There are some magic variables in here: CI_BUILD_REF_NAME (branch name), CI_PROJECT_PATH  (repository), CI_SERVER_HOST (gitlab.com unless self-hosted) GITLAB_USER_EMAIL (email of commit owner) which are all made available as environment variables by default by the gitlab build pipeline. For a complete list you can find them here https://docs.gitlab.com/ee/ci/variables/

Now we are able to tag our commit and push that back to the origin:

script:
    - VERSION=1.2.3
    - git tag v$VERSION -m "🤖 Tagged by Gitlab CI/CD Pipeline" -m "For further reference see $CI_PIPELINE_URL" -m "[skip ci]"
    - git push origin v$VERSION --no-verify

When doing 🧙‍♀️ magic ✨ I always like to add as much clarity and traceability as possible. This is why the commit contains the robot emoji to indicate that it was automation and also why the commit contains a traceback to the gitlab pipeline ( "For further reference see $CI_PIPELINE_URL") which leverages the CI_PIPELINE_URL environment variable to create a bi-directional relationship between the commit and the point of origin where it was created.

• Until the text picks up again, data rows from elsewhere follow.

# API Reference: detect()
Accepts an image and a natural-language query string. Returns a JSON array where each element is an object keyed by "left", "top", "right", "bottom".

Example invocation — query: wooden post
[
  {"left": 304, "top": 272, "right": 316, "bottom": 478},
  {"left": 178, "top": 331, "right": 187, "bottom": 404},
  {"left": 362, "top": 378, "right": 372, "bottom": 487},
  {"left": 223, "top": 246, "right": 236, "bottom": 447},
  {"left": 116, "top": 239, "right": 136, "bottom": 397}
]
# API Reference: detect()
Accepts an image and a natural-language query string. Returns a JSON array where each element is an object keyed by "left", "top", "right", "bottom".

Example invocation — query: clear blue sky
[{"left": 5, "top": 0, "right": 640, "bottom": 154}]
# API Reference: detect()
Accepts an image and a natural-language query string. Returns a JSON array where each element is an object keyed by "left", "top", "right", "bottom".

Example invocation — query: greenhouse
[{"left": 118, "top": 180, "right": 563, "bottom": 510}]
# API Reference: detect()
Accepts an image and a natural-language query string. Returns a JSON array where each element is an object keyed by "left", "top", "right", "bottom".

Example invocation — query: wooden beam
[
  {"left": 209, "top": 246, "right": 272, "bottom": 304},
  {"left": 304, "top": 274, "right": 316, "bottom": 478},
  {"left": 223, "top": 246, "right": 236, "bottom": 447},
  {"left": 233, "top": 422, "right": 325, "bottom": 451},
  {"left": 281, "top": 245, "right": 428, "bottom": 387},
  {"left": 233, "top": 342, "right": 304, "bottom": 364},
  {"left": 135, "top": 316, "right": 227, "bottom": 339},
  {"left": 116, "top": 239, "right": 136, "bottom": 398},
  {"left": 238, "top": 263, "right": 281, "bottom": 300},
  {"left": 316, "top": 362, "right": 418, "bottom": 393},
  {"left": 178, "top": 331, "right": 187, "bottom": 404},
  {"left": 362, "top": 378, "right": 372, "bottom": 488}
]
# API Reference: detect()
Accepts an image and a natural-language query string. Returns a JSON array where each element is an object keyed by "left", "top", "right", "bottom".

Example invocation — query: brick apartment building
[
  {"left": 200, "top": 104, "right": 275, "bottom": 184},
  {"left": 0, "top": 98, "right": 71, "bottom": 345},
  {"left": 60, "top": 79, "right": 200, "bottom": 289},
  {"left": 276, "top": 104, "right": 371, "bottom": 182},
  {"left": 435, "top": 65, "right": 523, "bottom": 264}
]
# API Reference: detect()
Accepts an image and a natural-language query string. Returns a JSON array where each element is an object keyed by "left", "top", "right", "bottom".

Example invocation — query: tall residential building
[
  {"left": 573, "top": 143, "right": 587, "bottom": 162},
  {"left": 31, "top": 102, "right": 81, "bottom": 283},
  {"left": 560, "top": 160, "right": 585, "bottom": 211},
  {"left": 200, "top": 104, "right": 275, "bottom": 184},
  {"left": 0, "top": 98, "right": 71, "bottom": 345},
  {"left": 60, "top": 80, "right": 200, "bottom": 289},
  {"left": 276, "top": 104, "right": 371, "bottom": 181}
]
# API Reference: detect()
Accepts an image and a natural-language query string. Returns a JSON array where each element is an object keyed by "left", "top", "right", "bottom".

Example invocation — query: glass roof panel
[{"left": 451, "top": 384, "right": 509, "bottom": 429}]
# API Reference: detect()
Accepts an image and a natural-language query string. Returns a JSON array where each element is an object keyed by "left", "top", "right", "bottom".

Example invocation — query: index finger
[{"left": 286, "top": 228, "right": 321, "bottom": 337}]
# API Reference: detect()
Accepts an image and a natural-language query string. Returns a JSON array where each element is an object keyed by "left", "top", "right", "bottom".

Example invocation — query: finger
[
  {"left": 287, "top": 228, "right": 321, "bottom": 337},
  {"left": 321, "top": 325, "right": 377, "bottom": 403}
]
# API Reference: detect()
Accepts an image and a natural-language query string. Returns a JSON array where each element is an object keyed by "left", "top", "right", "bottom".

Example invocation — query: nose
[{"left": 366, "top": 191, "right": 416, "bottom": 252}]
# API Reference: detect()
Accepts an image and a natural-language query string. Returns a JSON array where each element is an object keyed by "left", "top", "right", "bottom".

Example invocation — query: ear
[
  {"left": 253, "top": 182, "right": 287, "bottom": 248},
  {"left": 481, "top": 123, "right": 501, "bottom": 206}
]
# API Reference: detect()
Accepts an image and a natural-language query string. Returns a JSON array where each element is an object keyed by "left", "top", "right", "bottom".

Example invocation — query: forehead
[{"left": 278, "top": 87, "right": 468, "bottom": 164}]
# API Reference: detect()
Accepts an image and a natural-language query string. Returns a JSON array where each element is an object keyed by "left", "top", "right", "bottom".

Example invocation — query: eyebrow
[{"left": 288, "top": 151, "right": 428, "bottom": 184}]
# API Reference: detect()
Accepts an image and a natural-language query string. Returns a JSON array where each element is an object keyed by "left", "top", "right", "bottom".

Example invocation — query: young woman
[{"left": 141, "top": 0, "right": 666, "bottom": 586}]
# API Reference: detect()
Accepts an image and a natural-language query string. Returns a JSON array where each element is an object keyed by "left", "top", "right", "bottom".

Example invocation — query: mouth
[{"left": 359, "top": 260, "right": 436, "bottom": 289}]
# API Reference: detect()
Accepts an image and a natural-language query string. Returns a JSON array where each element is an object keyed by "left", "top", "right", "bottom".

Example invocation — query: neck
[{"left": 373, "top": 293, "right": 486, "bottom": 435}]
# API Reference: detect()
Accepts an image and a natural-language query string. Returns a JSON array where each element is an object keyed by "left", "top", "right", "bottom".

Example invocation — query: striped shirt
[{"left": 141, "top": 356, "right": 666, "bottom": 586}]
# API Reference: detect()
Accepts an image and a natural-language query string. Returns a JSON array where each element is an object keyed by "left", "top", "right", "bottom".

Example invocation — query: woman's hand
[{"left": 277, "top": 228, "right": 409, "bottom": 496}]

⚠️  We use [skip ci] in the tags commit message to prevent a recursive build pipeline which tags itself to build and tag itself and.. well, that wouldn't be enjoyable...

You are now able to push commits/tags/.. to your repository from within your gitlab-ci pipeline! 🎉  The only thing which now remains is to add the deploy token to every repository where you want to leverage this same solution and adapt your .gitlab-ci.yml build pipeline.

🧐 Downsides to this approach

  • You are uploading a SSH key which has write access to the repositories which have uploaded its accompanying public key as Deploy Token in Gitlab. This token is retrievable by everyone within the scope where you define it who has enough permissions (maintainer+) to manipulate the CICD settings of gitlab.
  • It is possible to leak the private SSH key by mistake by echo'ing the contents in your .gitlab-ci.yml script. It will then end up in the logs of your build pipeline.
  • In theory you could generate a SSH key pair per project to scope down the impact when a key gets leaked. Although that would add a lot of manual labor.